Here, we say that fast does not imply efficient. I think that the other way around is true as well. That is to say, efficient does not imply fast. For ex.: we could have an algorithm that has maximum utilization of the resources but the communication overhead far exceeds the benefits of parallelization. In which case, how can a programmer write a program which hits the sweet spot in terms of speed and efficiency?

rmuthoo

What do we exactly mean by efficiency here? Is there even a definite metric to follow? If using 10 processors, we get speedup of 5 for some computation, and on adding another 10, speedup increases to just 5.2 , would the second case of using 20 processors be considered more efficient or just faster or does it depend on the importance of computation (like the example of stock trading mentioned in class) or the idle/blocked time of the processors also count?

xSherlock

@rmuthoo The above comments pretty well describe the differences between efficiency and fastness, but I think it's important to highlight that there is no exact definition for 'efficiency' or 'fastness', and it's even less clear which one is necessarily preferred. I think a very good analogy would be that of bandwidth vs. latency. Both of these are relevant to any network programming, but neither is inherently more important. Each problem domain will require careful consideration to figure out these two things should be prioritized.

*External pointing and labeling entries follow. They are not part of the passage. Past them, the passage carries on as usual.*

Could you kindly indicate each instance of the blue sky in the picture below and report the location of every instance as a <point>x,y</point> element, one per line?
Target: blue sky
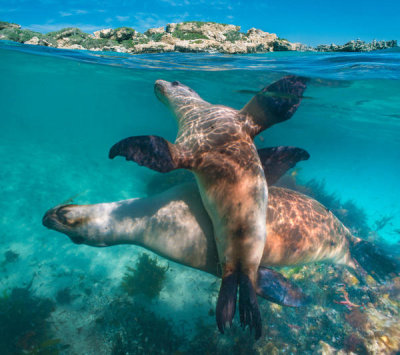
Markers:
<point>307,21</point>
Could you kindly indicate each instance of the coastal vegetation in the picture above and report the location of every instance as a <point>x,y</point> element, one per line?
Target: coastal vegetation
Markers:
<point>188,36</point>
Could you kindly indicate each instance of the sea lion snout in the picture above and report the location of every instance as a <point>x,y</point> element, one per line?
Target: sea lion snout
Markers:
<point>61,216</point>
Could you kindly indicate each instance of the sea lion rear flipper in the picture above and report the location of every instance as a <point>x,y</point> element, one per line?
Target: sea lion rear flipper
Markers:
<point>249,310</point>
<point>276,288</point>
<point>277,160</point>
<point>151,151</point>
<point>226,303</point>
<point>275,103</point>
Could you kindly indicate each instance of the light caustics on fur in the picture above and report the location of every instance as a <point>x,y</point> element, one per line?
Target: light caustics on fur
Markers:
<point>216,143</point>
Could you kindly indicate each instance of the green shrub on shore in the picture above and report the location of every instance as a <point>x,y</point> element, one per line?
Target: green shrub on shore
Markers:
<point>188,35</point>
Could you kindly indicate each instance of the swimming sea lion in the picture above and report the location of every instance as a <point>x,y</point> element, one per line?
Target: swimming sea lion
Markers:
<point>216,143</point>
<point>175,225</point>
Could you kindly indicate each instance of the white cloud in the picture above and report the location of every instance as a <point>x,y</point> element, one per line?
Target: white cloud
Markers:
<point>122,18</point>
<point>72,12</point>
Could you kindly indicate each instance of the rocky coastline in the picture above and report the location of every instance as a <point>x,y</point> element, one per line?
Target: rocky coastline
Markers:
<point>193,36</point>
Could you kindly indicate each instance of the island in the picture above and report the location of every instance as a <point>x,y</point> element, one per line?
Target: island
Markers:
<point>191,36</point>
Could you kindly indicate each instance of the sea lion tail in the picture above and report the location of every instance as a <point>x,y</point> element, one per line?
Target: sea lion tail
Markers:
<point>248,306</point>
<point>373,259</point>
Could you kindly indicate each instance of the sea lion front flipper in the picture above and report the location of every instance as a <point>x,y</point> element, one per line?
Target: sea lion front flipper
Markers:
<point>277,160</point>
<point>276,288</point>
<point>151,151</point>
<point>275,103</point>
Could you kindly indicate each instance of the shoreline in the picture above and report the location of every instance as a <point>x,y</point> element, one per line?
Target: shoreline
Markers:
<point>184,37</point>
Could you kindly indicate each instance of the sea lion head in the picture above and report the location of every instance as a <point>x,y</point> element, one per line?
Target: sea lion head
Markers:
<point>175,94</point>
<point>74,221</point>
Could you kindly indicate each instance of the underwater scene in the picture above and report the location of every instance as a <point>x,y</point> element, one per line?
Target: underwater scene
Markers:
<point>113,281</point>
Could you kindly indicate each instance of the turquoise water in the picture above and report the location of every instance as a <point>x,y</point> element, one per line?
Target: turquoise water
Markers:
<point>62,110</point>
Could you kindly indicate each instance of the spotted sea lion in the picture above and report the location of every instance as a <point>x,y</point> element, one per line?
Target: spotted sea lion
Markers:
<point>216,143</point>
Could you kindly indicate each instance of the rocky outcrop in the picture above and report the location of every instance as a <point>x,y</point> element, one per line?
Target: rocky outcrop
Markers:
<point>193,36</point>
<point>357,46</point>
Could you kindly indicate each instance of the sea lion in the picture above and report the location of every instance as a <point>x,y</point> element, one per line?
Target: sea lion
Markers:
<point>175,225</point>
<point>216,143</point>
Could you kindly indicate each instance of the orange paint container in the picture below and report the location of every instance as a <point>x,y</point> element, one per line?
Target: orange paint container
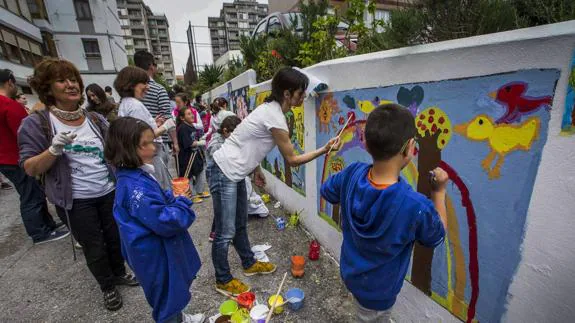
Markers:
<point>297,266</point>
<point>180,186</point>
<point>246,300</point>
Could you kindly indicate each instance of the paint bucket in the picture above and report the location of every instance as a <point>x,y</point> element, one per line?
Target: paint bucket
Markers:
<point>295,297</point>
<point>246,300</point>
<point>280,223</point>
<point>259,313</point>
<point>223,319</point>
<point>180,186</point>
<point>297,266</point>
<point>228,307</point>
<point>241,316</point>
<point>278,309</point>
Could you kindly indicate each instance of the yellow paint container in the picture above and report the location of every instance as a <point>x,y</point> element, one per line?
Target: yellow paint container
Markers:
<point>279,309</point>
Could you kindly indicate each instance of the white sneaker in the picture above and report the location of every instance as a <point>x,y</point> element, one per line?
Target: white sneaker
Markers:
<point>196,318</point>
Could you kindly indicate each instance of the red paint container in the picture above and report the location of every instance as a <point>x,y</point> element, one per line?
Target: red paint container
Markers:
<point>314,249</point>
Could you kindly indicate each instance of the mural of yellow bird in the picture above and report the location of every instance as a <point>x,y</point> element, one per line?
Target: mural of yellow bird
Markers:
<point>502,138</point>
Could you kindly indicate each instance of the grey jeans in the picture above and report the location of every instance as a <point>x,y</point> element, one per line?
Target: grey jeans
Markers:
<point>364,315</point>
<point>161,172</point>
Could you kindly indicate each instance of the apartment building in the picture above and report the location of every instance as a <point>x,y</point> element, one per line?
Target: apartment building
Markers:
<point>236,19</point>
<point>22,43</point>
<point>144,30</point>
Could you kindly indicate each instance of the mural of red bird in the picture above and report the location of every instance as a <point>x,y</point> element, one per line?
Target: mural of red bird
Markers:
<point>511,95</point>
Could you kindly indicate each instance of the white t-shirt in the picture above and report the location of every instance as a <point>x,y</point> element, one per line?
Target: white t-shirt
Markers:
<point>250,142</point>
<point>90,176</point>
<point>132,107</point>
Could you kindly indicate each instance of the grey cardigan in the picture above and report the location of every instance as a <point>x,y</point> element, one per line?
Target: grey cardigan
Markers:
<point>35,136</point>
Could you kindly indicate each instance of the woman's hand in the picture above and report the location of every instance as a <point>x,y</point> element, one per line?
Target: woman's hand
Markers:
<point>334,144</point>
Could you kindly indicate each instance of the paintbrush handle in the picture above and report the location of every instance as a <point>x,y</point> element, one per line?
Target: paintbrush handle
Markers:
<point>276,299</point>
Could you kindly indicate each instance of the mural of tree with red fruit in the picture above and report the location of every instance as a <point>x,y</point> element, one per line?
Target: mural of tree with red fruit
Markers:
<point>433,133</point>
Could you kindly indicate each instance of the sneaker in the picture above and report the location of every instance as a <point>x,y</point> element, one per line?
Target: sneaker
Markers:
<point>127,279</point>
<point>197,200</point>
<point>233,288</point>
<point>113,299</point>
<point>5,186</point>
<point>260,268</point>
<point>196,318</point>
<point>53,236</point>
<point>205,195</point>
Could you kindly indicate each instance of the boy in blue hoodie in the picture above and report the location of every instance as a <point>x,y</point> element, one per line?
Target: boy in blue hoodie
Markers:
<point>382,216</point>
<point>153,224</point>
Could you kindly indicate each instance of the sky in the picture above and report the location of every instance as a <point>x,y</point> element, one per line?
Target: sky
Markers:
<point>179,14</point>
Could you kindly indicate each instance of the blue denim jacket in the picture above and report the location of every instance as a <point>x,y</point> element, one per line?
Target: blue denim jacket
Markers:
<point>34,138</point>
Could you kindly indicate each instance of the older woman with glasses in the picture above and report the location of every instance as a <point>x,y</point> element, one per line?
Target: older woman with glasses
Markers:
<point>65,144</point>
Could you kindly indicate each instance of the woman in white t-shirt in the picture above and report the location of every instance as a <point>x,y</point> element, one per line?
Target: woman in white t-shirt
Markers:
<point>239,156</point>
<point>132,84</point>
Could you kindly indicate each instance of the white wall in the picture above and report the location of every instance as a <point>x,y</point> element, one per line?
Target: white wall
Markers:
<point>20,24</point>
<point>543,288</point>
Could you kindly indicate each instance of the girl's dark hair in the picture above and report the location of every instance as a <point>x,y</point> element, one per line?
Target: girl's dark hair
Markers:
<point>105,106</point>
<point>181,114</point>
<point>123,140</point>
<point>128,78</point>
<point>287,79</point>
<point>218,104</point>
<point>230,123</point>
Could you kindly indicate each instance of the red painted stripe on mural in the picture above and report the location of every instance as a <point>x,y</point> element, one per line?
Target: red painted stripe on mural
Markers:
<point>472,223</point>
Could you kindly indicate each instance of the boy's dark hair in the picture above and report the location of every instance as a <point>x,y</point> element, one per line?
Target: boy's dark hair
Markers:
<point>144,59</point>
<point>218,104</point>
<point>128,78</point>
<point>123,140</point>
<point>230,123</point>
<point>287,79</point>
<point>387,129</point>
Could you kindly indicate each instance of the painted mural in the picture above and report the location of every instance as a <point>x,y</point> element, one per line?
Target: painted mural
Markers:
<point>568,122</point>
<point>488,133</point>
<point>240,102</point>
<point>274,162</point>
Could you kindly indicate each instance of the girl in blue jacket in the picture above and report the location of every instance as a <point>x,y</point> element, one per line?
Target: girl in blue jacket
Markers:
<point>153,223</point>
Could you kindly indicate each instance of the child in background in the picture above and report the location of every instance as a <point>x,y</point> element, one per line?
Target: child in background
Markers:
<point>190,147</point>
<point>227,126</point>
<point>153,224</point>
<point>382,216</point>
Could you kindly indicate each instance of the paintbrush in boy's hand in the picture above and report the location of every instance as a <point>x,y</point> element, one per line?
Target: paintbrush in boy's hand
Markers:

In your example, the first 10 processors were more efficient than the system with 20 processors, but the system with 20 processors was faster. I don't think the metric necessarily takes into account algorithmic details like idle/blocked time or duplicated computation. It is a bird's eye perspective on metrics.

sanchuah

This reminds me that Google's distributed deep learning system takes 81 machines to achieve 12x speedup.